才領学園
自分の席に座ると隣の席の男子が話しかけてきた。
「古江くんだよね。僕はクラス委員長をやっている巻島冬司よろしく!俺のことは冬師って呼んでくれ。」
「こちらこそよろしく。俺のことも俊成って呼んでくれると助かるよ。」
「まあ古江の紹介も終わったし、後は連絡事項。もう分かっていると思うけど2週間後から魔力測定が始まる。だからって訓練やりすぎるなよ。じゃあこれで今日のホームルーム終わり。」
あいさつを済ませた後、一旦5組に行き、クラスの多くの男子陣に囲まれて今にも泣きそうになっている香乃花を回収したのち、冬師に誘われ近くのファミレスに寄った。
「そう言えば俊成、学校に編入したばっかりだからまだ分からないことあるだろ。もし聞きたいことがあったら遠慮なく聞いてくれ。」
そう言われて少し安心した。学校案内のしおりをもらってはいたが、それぞれの行事や授業についてまだ分からないことが多くできれば詳しい人に話を聞きたいと思っていたからだ。
「アースフィールドに十の学校があることは分かったけど、学校についてまだ理解できてないからそこから教えてくれると助かるよ。」
そう言うと冬師はしおりを出すように言ってきたのでしおりを出して説明を聞いた。
「僕たちが通う才領学園を含め、アースフィールドには全部で十の学校がある。どこも最新かつ最高の魔力教育を受けられる学校で卒業できればその先のクロノス入団を約束されている最高の学校だよ。」
冬師から学校の説明を受けているとふいに横から女の子が会話に混ざろうとしてきた。気の強そうな見た目の彼女は冬師が制止するのを振り払って僕に説明を続けてきた。
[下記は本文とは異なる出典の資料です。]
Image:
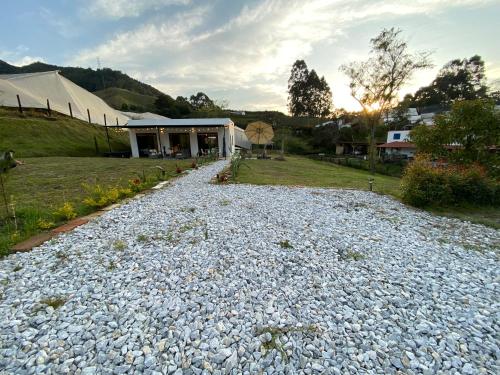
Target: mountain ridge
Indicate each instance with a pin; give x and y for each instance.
(88, 78)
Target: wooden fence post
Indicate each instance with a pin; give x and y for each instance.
(19, 104)
(107, 133)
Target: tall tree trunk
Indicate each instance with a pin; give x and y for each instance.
(4, 196)
(371, 147)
「いきなりごめんね。転校生の子だよね。確か…古江くんだったっけ?私は同じクラスの斎藤玲奈、玲奈って呼んでね!」
「うん。よろしく玲奈ちゃん。俺のことも気軽に俊成でいいよ。」
「冬ちゃん、聞いた?俊成が私のこと玲奈ちゃんって言ってくれたよ!冬ちゃんが初めて会ったときは斎藤さんだったのにね。」
俺がそう言うと彼女は眼を光らせながらしかしどこか意地悪そうな目で冬師を見た。彼女の目を見た冬師はどこか不機嫌そうになっていた。
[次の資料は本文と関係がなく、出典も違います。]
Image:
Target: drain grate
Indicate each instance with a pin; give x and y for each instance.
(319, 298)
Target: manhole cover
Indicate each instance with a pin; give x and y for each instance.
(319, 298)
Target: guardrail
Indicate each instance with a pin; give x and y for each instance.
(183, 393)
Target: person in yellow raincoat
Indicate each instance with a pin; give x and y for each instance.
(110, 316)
「そうかよ…それと今は冬ちゃんとか言うな!俊成の前で…恥ずかしいだろ。」
しゃべりながら顔が徐々に赤くなっていく冬師を見て玲奈はさらにかわいいなと冬師をからかっていた。そう言われた冬師は玲奈にからかうことをやめるように言ったが玲奈は一向にやめる様子はなかった。そんな二人を見て僕はどこかほほえましかった。
「まあいい。俊成話が脱線したな。どこまで話したか。」
「卒業できればクロノス入団は約束されているってとこまでだね。」
「そうだったな。じゃあ続きから話すと、アースフィールド内の学校はこの卒業ってとこが一番難しいポイントだ。まず卒業するにはクロノスインターンで結果を残した生徒や、校内序列上位50人、生徒会に所属している生徒がほとんどでそれに属さない生徒は一般的にクロノス隊員にはなれない仕組みだ。またアースフィールドに留年というシステムはないから入隊できずに最終入隊試験を不合格だった生徒は待機兵て言って各戦線で死者が出たり、引退した兵士の補充要因になるんだ。とりあえず説明はこんな感じかな。」
「ありがとう!わかりやすかったよ。」
香乃花も説明は聞いていたが冬司と話すことに対してまだ緊張していたため小さい声で冬司に御礼を言っていた。しかしどうやら麗奈とは馬が合ったらしくその後もしばらく二人で仲がよさそうに話していた。
その後、俺たちはそのまま寮に戻り解散した。